Do you play with her? If not, get on the other end of a cat toy or laser pen and interact. Then let her come to you for petting. You didn't say how old she is. As others have pointed out, she's getting more comfortable with her home. On the other hand, you might have to come to terms with the possibility that this cat doesn't care for too much petting.


----------



## razzle (May 20, 2010)

I love my cat too much also. I'm always kissing his cute, wet, rubber nose. He hates it and a lot of the times he'll only come to within a certain amount of space near me. He's not a lap cat, which I wanted him to be so much. I figured if he's living with me he's going to get kissed know matter what. I just can't help it. He puts up with the kissing, and he still loves me. He'll usually come up on my lap everyday while I'm in my chair especially if I have paper on my lap, which he can't resist. I scratch his chest, which he loves and while I'm doing that his cute little nose is pointing right at me so I just have to give it a kiss. I wish he could understand why I kiss him so much and I'm sure he wished I knew he didn't want to be kissed so much. He doesn't stay in my lap very long anyway. 

Kathy


----------



## doodlebug (May 13, 2006)

The squealing is probably a major turn off for her....stopping it would be a good start towards having her stop avoiding you.


----------



## katlover13 (Apr 15, 2008)

I think JusJim has the right idea. Two of my cats, Tweezer and Scottie, are much more affectionate with me if I play with them regularly. It's as if they are thinking, "If you give me what I want (playtime), I'll give you what you want (kitty cuddles).


----------



## madie (Apr 20, 2010)

hi yellowsubgirly, welcome!!!
i had Mocha about 2 months now and am pretty much undergoing what u r with your kitty!
Mocha was just insanely loving in the first 2 or so weeks: daily kisses, followed me around everywhere, slept with me, laid on my chest every night for a good while, etc. gah, i am so in love b/c i never had a cat that was extremely loving. 
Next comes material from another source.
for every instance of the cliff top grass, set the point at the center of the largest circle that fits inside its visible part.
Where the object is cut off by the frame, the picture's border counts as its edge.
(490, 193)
Now it's june. she doesnt give me daily kisses nor lays on my chest every nite. she still does follow me around but not all the time, and doesnt sleep with me throughout the whole nite. During the day: she seems to enjoy her own time alone but at certain times, she does go back for looooving affection with me. I notice now she gives me 'stop petting' bites since i pet and kiss her so much....and this didnt happen before. LOL. also in the past week, she has her 'crazy' moments where she'll just suddenly run around the house wildly....i guess she's just being 'happy'...her way of saying, 'hey, i can do what i want here, i'm running wild and free'. I never seen that behavior before either!!!

i think marie73 and jusjim are right: our cats are getting comfy in our homes. 

i also think your kitty will be back to you for more affection when she wants it. i notice when i ignore my cat (which dont last all day!!), she'll come for TLC. in general, i also cant help being so loving to my cat! 

btw, is the cat in your avatar the one you're talking about! she's adorable! no wonder. lol



faithless said:


> My gals gone through several stages. She spent a month sleeping under my bed at night a while back, now she's back to sprawling all over me in bed :roll:


sounds like my cat too! there are certain days in the month where she's quite nonchalant. Then there are days where she is too lovable.


----------



## Claiken (Dec 18, 2007)

i think i love my cats too much too. lol. they dont avoid me but, they MUST wonder why all the kisses and why their human is meowing back at them. lol. (I swear, me and Boo almost talk! lol) sometimes ill say "are you a pretty girl?" In a higher cute voice, and she will meow back! like "yeah" (as if you say "well duh, of course i am!")

Do they like it/care when we talk to them?? like in our regular voices? (telling them how cute they are & such)??


----------